Azure Relational and Non-Relational Data Services
Relational databases: Azure SQL Database (managed SQL Server, PaaS — elastic scale, built-in HA), Azure SQL Managed Instance (near-100% SQL Server compatibility — for complex migrations), Azure Database for PostgreSQL and MySQL (open-source managed relational databases). Relational concepts: normalisation (eliminate redundancy — 1NF, 2NF, 3NF), primary and foreign keys (enforce referential integrity), ACID transactions (Atomicity, Consistency, Isolation, Durability — guarantee data integrity). Non-relational (NoSQL) databases: Azure Cosmos DB (globally distributed, multiple APIs: NoSQL for documents, MongoDB, Cassandra, Gremlin, Table), Azure Cache for Redis (in-memory key-value), Azure Table Storage (simple NoSQL key-value). NoSQL trade-offs: flexible schema, horizontal scale, high availability — at the cost of reduced consistency guarantees (eventual consistency in distributed scenarios). Azure Blob Storage: for unstructured data (images, videos, documents, backups). Data Lake Storage Gen2: hierarchical namespace over Blob for big data analytics workloads.

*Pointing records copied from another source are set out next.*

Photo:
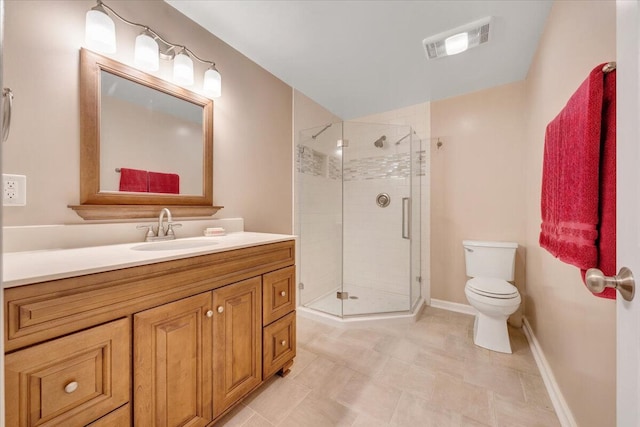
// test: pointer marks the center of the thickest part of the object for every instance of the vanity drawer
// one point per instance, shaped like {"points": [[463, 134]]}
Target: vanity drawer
{"points": [[119, 418], [278, 291], [73, 380], [279, 344]]}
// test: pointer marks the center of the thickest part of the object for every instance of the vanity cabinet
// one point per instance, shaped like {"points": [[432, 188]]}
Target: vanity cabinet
{"points": [[71, 380], [172, 348], [178, 342], [237, 342]]}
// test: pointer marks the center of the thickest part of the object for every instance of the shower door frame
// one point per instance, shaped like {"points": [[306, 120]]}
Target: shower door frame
{"points": [[413, 184]]}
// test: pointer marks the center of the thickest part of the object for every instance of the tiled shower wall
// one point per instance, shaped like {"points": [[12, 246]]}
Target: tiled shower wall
{"points": [[375, 255], [418, 117]]}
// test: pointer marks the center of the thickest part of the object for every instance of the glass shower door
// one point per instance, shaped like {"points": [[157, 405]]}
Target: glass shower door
{"points": [[319, 201], [377, 230]]}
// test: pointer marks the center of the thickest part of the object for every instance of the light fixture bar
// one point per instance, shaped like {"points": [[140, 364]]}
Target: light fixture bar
{"points": [[144, 27], [170, 50]]}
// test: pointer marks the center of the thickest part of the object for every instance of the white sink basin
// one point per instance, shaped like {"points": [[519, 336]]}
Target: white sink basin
{"points": [[173, 245]]}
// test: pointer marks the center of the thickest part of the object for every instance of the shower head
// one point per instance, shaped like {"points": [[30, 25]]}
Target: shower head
{"points": [[403, 138], [380, 141]]}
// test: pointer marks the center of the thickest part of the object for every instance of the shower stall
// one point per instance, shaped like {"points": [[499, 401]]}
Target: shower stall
{"points": [[358, 218]]}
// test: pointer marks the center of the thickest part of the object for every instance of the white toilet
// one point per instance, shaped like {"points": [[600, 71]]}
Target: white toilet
{"points": [[491, 266]]}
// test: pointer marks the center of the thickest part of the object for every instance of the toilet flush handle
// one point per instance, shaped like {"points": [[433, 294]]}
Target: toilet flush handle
{"points": [[625, 284]]}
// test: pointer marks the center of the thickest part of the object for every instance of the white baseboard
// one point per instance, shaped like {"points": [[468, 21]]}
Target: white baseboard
{"points": [[557, 399], [453, 306]]}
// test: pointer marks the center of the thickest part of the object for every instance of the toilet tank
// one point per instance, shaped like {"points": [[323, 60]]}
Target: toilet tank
{"points": [[490, 259]]}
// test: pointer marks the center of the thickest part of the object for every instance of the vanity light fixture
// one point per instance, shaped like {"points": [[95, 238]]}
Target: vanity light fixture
{"points": [[183, 68], [100, 31], [100, 36], [458, 39], [147, 52], [212, 86]]}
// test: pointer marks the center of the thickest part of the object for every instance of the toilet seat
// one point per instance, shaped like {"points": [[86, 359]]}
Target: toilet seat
{"points": [[492, 288]]}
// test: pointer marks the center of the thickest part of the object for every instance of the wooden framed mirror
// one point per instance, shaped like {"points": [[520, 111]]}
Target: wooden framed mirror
{"points": [[145, 144]]}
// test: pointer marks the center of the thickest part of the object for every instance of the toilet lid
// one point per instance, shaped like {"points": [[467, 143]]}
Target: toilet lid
{"points": [[494, 288]]}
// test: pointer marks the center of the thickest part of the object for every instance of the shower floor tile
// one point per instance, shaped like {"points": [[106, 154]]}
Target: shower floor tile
{"points": [[355, 377], [362, 300]]}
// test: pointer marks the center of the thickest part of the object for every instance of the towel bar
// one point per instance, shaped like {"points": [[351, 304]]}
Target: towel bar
{"points": [[596, 281], [609, 67]]}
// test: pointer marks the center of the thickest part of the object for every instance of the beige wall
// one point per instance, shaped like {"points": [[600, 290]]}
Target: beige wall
{"points": [[477, 181], [485, 184], [576, 330], [252, 119]]}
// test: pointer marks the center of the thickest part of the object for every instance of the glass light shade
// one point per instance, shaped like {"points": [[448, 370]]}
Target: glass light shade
{"points": [[212, 86], [183, 69], [457, 43], [100, 32], [147, 53]]}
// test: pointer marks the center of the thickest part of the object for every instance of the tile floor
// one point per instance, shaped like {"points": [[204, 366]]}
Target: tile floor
{"points": [[428, 373]]}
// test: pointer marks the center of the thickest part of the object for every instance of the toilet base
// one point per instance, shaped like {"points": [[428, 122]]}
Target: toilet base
{"points": [[491, 333]]}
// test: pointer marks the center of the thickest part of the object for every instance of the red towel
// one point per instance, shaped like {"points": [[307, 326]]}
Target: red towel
{"points": [[164, 183], [133, 180], [578, 178]]}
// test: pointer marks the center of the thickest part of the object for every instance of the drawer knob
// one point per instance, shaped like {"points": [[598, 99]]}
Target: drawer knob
{"points": [[71, 387]]}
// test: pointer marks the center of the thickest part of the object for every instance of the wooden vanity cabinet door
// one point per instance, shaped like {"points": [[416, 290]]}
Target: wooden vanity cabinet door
{"points": [[279, 345], [70, 381], [172, 363], [278, 288], [237, 338]]}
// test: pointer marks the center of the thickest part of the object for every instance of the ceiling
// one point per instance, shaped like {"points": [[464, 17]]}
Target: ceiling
{"points": [[357, 58]]}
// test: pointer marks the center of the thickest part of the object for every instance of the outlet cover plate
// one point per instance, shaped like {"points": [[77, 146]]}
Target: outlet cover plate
{"points": [[14, 190]]}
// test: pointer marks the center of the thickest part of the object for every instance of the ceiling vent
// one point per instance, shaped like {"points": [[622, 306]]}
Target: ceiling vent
{"points": [[458, 39]]}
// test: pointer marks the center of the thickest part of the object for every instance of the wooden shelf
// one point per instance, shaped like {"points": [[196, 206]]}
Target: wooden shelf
{"points": [[97, 212]]}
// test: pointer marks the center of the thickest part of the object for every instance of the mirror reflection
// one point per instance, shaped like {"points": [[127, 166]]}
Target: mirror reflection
{"points": [[150, 141]]}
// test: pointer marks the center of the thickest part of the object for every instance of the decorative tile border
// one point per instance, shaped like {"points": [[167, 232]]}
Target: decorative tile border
{"points": [[312, 162]]}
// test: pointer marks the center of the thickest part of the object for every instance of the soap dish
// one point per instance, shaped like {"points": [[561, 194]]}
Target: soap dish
{"points": [[214, 231]]}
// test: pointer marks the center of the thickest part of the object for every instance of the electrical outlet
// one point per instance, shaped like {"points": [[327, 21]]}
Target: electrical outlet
{"points": [[14, 190]]}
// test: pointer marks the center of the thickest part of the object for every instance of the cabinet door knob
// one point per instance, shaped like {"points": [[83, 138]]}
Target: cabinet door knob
{"points": [[71, 387]]}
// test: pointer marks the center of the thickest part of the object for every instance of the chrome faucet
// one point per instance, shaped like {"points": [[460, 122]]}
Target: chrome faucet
{"points": [[161, 233]]}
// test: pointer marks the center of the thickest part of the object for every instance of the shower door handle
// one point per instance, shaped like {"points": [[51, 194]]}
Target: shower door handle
{"points": [[406, 218]]}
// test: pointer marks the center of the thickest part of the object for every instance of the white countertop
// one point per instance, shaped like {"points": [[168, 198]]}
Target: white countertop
{"points": [[22, 268]]}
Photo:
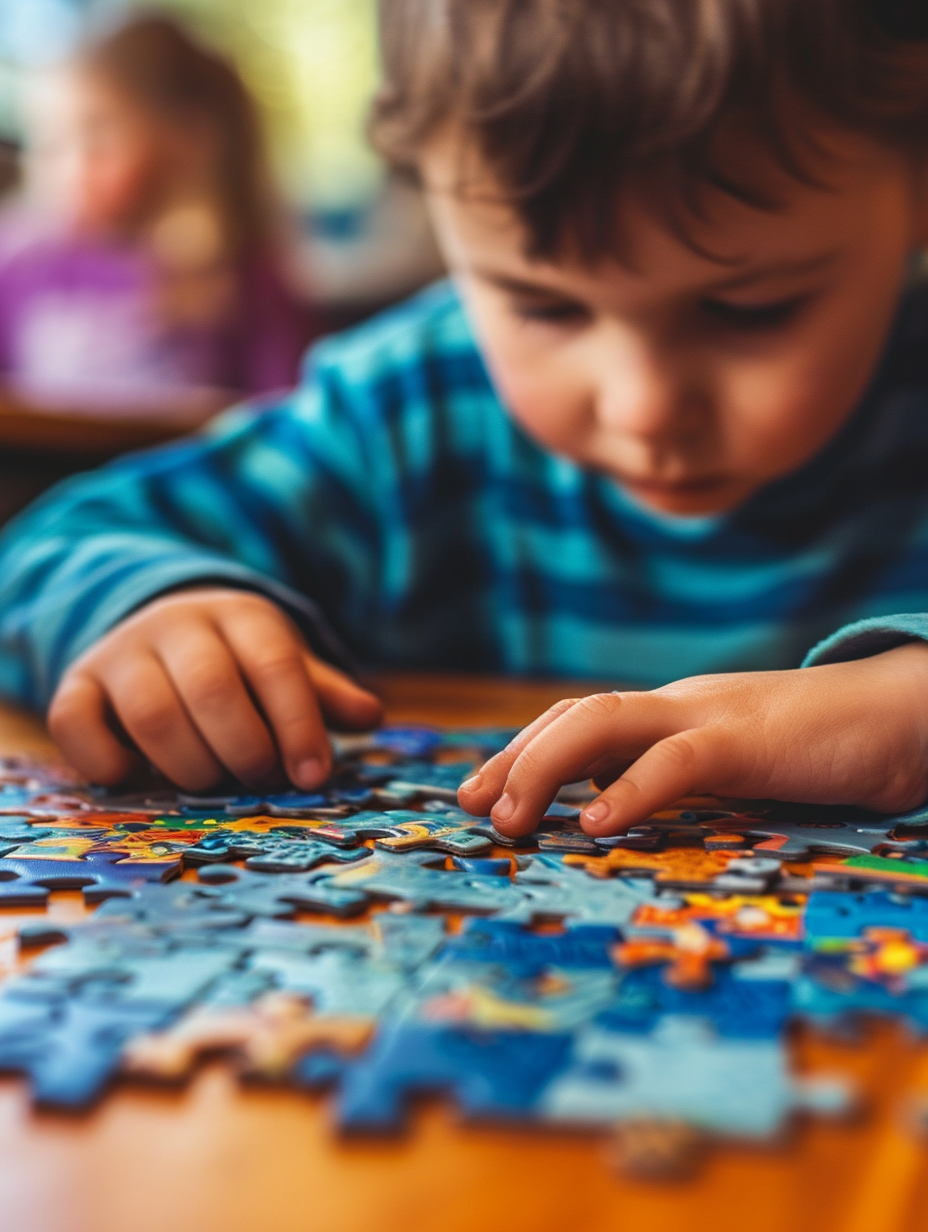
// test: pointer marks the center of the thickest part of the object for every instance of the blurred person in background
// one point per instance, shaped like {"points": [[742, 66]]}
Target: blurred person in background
{"points": [[141, 269]]}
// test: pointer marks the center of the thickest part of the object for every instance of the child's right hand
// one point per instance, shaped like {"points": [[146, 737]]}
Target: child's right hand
{"points": [[205, 683]]}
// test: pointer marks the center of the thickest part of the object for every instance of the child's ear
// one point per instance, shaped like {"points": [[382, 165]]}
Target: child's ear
{"points": [[921, 202]]}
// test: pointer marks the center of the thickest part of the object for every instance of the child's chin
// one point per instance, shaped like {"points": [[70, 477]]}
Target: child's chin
{"points": [[685, 500]]}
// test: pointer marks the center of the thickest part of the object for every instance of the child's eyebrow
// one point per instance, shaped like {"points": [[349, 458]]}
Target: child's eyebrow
{"points": [[732, 282], [518, 286], [778, 270]]}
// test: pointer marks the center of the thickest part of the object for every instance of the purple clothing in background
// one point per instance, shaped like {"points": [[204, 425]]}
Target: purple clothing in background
{"points": [[79, 327]]}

Analytics and Visualisation on Azure
Azure analytics services for DP-900: Azure Synapse Analytics (unified analytics platform — SQL, Spark, pipelines, Power BI integration in one workspace), Azure Databricks (Apache Spark-based analytics and ML — collaborative notebooks, MLflow for ML lifecycle management), Power BI (business intelligence and data visualisation — datasets, reports, dashboards, published to Power BI Service). Power BI components: Power BI Desktop (report authoring tool), Power BI Service (cloud publishing and sharing), Power BI Mobile (view on mobile devices). Report vs dashboard: reports are multi-page interactive documents; dashboards are single-page tiles pinned from reports — dashboards give a high-level view. Real-time analytics: Event Hubs ingests streaming data, Stream Analytics processes in-flight data with SQL-like queries, Power BI real-time streaming datasets display live data. Batch analytics: Azure Data Factory orchestrates data movement, Synapse Analytics queries the data, Power BI reports the results.